Saturday, October 1, 2011, she joined WSPA

Moon bear
Thanks to

As we pulled up to the supermarket carpark (and parked as far away as possible... for extra exercise), the WSPA (World Society for Protection of Animals) posters were plain to see.  There was a sorry-looking bear with a ring through his nose, and a very sad little donkey with liquid eyes just imploring you to do something.  A stronger magnet for someone with PWS you could not hope to choose.  Immediately my daughter went straight for the posters and engaged a rather patient young man in conversation:
"What's wrong with those bears?  Who did that to that donkey?  How can people be allowed to do that?  What do you want me to do to help?"

The conversation became seriously involved with how Moon Bears (named for the moon-like crescent on their chests) are captured, their claws and teeth ripped out, and used for bear-baiting.  They are also killed for their gall-bladders. Although it has been illegal since 1989, it still goes on.   WSPA rescues the bears by intercepting bear-baiting fights, and also by offering better incentives for money earning (raising crops, selling produce etc), and then puts the poor clawless, toothless animals into a special reserve where sometimes a claw or two might grow back, but the teeth don't, so they live on soft foods and fruit.  Francie absorbed all of this, at the same time telling me she was going to join up and she would make sure her budget included the $3.60 (NZD) a week necessary.  This link is a video of what happens - warning, it's very graphic, but it does show the refuge with happy bears at the end.

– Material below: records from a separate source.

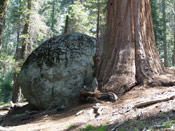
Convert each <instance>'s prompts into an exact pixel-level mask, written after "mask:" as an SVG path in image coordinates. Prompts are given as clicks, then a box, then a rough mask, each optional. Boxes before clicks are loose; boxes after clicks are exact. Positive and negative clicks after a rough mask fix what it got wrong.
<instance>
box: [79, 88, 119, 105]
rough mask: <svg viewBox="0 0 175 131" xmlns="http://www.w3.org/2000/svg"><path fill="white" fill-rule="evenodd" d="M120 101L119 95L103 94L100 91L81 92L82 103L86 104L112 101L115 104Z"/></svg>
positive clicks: (81, 98)
mask: <svg viewBox="0 0 175 131" xmlns="http://www.w3.org/2000/svg"><path fill="white" fill-rule="evenodd" d="M117 99H118V97H117V95H116V94H114V93H112V92H108V93H103V92H100V91H95V92H90V91H86V90H82V91H81V92H80V102H82V103H84V102H87V103H94V102H100V101H111V102H115V101H116V100H117Z"/></svg>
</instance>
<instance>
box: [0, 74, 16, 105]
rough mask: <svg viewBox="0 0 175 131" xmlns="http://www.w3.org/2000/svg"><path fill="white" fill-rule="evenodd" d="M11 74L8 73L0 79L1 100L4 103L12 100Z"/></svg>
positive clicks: (11, 79) (5, 102) (0, 94)
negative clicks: (11, 93)
mask: <svg viewBox="0 0 175 131" xmlns="http://www.w3.org/2000/svg"><path fill="white" fill-rule="evenodd" d="M11 75H12V74H11V73H7V74H6V76H5V77H4V78H3V79H1V81H0V101H1V102H4V103H7V102H8V101H10V100H11V93H12V87H13V83H12V77H11Z"/></svg>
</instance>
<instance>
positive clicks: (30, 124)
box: [0, 87, 175, 131]
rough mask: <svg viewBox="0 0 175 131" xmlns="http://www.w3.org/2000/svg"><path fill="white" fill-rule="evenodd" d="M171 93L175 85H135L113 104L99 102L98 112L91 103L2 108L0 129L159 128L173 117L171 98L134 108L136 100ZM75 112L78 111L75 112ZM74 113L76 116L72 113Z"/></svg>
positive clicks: (137, 101)
mask: <svg viewBox="0 0 175 131" xmlns="http://www.w3.org/2000/svg"><path fill="white" fill-rule="evenodd" d="M173 95H175V87H154V88H150V87H135V88H133V89H132V90H131V91H129V92H127V93H126V94H125V95H123V96H121V97H119V99H118V100H117V101H116V102H115V103H111V102H101V103H100V105H99V104H98V106H100V107H101V108H103V110H102V113H101V114H99V115H97V114H96V113H94V112H93V106H94V105H96V103H93V104H84V105H79V106H76V107H72V108H71V109H67V110H63V111H57V110H56V109H54V110H49V111H35V110H32V109H31V108H30V106H29V105H26V103H23V104H22V105H19V107H18V108H16V109H13V110H10V111H9V112H8V110H7V111H2V107H0V110H1V112H0V124H1V127H0V130H3V131H5V130H11V131H68V130H71V131H79V130H80V129H83V130H85V128H86V126H87V125H93V126H94V127H99V126H100V125H104V126H106V130H109V131H112V130H119V131H122V130H126V131H134V130H146V129H149V128H150V127H151V128H153V129H155V130H159V129H157V128H163V127H161V126H159V125H160V122H164V121H165V122H166V121H167V120H171V121H172V120H175V110H174V109H175V99H168V100H167V101H163V102H158V103H154V104H151V105H148V106H144V107H142V108H134V107H135V105H137V104H138V103H140V102H143V101H150V100H153V99H160V98H163V97H168V96H173ZM77 113H78V114H77ZM76 114H77V115H76ZM136 128H137V129H136Z"/></svg>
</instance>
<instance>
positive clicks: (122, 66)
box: [97, 0, 174, 94]
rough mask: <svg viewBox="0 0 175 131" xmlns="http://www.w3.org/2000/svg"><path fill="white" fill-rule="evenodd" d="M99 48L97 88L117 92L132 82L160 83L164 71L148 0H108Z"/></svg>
mask: <svg viewBox="0 0 175 131" xmlns="http://www.w3.org/2000/svg"><path fill="white" fill-rule="evenodd" d="M103 48H104V52H103V55H102V58H101V59H100V60H101V61H100V65H99V66H97V67H98V71H97V78H98V81H99V85H100V87H101V90H103V91H112V92H114V93H116V94H121V93H124V92H125V91H127V90H129V89H131V88H132V87H133V86H135V85H136V84H147V85H148V84H149V85H154V86H155V85H160V84H162V83H164V82H163V81H164V80H165V79H164V80H163V79H162V75H163V74H164V73H165V71H168V70H166V69H165V68H164V66H163V65H162V62H161V60H160V57H159V55H158V52H157V47H156V43H155V38H154V32H153V21H152V14H151V4H150V0H108V14H107V37H106V40H105V42H104V46H103ZM169 73H171V72H170V71H169ZM160 76H161V77H160ZM164 84H165V85H166V83H164ZM173 84H174V83H173Z"/></svg>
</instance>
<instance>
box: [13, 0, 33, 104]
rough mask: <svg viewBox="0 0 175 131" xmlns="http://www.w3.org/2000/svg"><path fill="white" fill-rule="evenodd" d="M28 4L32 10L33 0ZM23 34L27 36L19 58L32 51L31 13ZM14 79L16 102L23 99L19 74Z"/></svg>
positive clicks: (20, 50) (24, 42) (30, 8)
mask: <svg viewBox="0 0 175 131" xmlns="http://www.w3.org/2000/svg"><path fill="white" fill-rule="evenodd" d="M27 5H28V10H29V11H31V10H32V0H28V1H27ZM22 34H23V35H24V36H25V37H24V38H23V39H22V40H21V44H22V48H21V50H20V52H19V51H17V55H18V52H19V59H22V60H25V59H26V58H27V57H28V55H29V54H30V53H31V51H32V40H31V14H30V13H29V14H28V15H27V17H26V23H25V25H24V29H23V32H22ZM17 38H18V37H17ZM16 49H18V47H16ZM14 79H16V80H15V83H14V89H13V95H12V101H13V102H14V103H16V102H18V101H19V100H20V99H21V89H20V87H19V83H18V74H17V75H16V76H15V78H14Z"/></svg>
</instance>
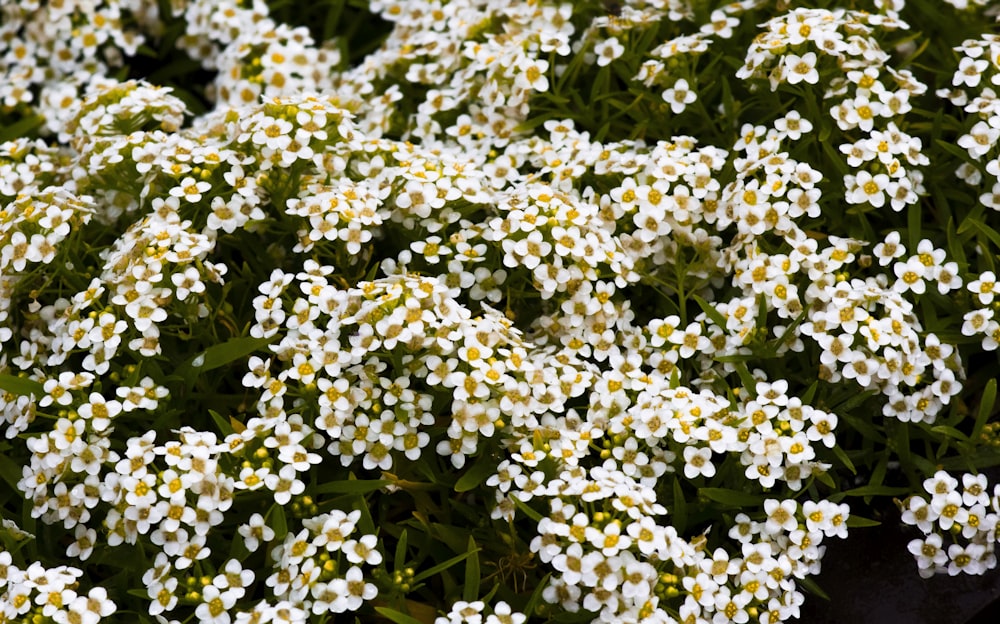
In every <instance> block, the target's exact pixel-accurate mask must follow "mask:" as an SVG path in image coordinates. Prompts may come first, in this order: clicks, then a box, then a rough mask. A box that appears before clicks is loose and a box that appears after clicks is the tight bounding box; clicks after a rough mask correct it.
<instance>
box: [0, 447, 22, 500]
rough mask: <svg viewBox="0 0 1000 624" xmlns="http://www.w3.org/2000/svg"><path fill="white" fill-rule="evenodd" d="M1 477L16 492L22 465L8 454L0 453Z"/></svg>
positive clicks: (17, 490) (0, 473)
mask: <svg viewBox="0 0 1000 624" xmlns="http://www.w3.org/2000/svg"><path fill="white" fill-rule="evenodd" d="M0 478H3V480H4V481H6V482H7V485H9V486H10V487H11V489H13V490H14V491H15V492H16V491H18V489H17V483H18V481H20V480H21V467H20V466H19V465H18V464H17V462H15V461H14V460H13V459H10V458H9V457H7V456H6V455H0Z"/></svg>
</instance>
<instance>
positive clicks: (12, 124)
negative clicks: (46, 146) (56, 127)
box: [0, 114, 45, 143]
mask: <svg viewBox="0 0 1000 624" xmlns="http://www.w3.org/2000/svg"><path fill="white" fill-rule="evenodd" d="M43 123H45V118H44V117H42V116H41V115H34V114H32V115H28V116H27V117H25V118H24V119H19V120H17V121H15V122H14V123H12V124H10V125H9V126H7V127H6V128H3V129H2V130H0V143H6V142H7V141H11V140H13V139H17V138H20V137H24V136H28V135H30V134H31V133H33V132H34V131H35V130H37V129H39V128H41V127H42V124H43Z"/></svg>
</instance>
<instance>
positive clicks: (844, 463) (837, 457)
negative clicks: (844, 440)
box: [833, 444, 858, 475]
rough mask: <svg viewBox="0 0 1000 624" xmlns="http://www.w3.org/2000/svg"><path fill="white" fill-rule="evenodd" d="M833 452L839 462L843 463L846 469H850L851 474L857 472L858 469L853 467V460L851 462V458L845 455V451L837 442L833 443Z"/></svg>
mask: <svg viewBox="0 0 1000 624" xmlns="http://www.w3.org/2000/svg"><path fill="white" fill-rule="evenodd" d="M833 454H834V455H836V456H837V459H839V460H840V463H842V464H844V466H846V467H847V469H848V470H850V471H851V474H854V475H856V474H858V469H857V468H855V467H854V462H852V461H851V458H850V457H848V456H847V451H845V450H844V449H842V448H840V445H839V444H834V445H833Z"/></svg>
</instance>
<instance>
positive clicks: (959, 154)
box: [934, 139, 982, 169]
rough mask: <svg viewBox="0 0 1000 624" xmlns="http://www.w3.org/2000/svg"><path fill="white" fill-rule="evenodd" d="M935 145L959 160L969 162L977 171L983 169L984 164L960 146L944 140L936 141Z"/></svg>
mask: <svg viewBox="0 0 1000 624" xmlns="http://www.w3.org/2000/svg"><path fill="white" fill-rule="evenodd" d="M934 143H935V144H936V145H937V146H938V147H940V148H941V149H943V150H944V151H946V152H948V153H949V154H951V155H952V156H955V157H956V158H958V159H959V160H961V161H963V162H967V163H969V164H970V165H972V166H973V167H975V168H977V169H980V168H981V167H982V163H980V162H979V161H978V160H976V159H975V158H973V157H972V155H971V154H969V152H967V151H965V150H964V149H962V148H961V147H959V146H958V145H955V144H954V143H952V142H951V141H945V140H944V139H937V140H936V141H934Z"/></svg>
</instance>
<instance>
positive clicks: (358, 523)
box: [357, 495, 378, 534]
mask: <svg viewBox="0 0 1000 624" xmlns="http://www.w3.org/2000/svg"><path fill="white" fill-rule="evenodd" d="M357 500H358V506H357V510H358V511H360V512H361V517H360V518H359V519H358V528H359V529H361V530H362V531H364V532H365V533H369V534H374V533H378V529H377V528H376V527H375V519H374V518H372V512H371V509H369V508H368V499H367V498H365V496H364V495H358V496H357Z"/></svg>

Of course, my mind was racing back and forth between the interest she would get through joining WSPA and the fact that her miniscule budget barely allows her to feed her cat and buy some personal items like shampoo, not to mention tobacco (that's just another story).  The nice young man, eager to make a convert, said she could get out of it at any stage, or postpone payments if needed.  Of course, Francie was metaphorically captivated and eager to plant her signature on the contract. 

It always interests me how our kids with PWS see the world - they instinctively know who is worse of than themselves, they have a clear idea of their own values, they have a desire to help, to nurture (and to feed) those who can't help themselves.  This was such an occasion.  It will give her an interest, and a kind of ownership, an authority, if you like, over something that she can do for something for someone else.

On the way home in the car she said (absolutely true to form):  "Well, at least my $15 will go towards some fruit for the bears!"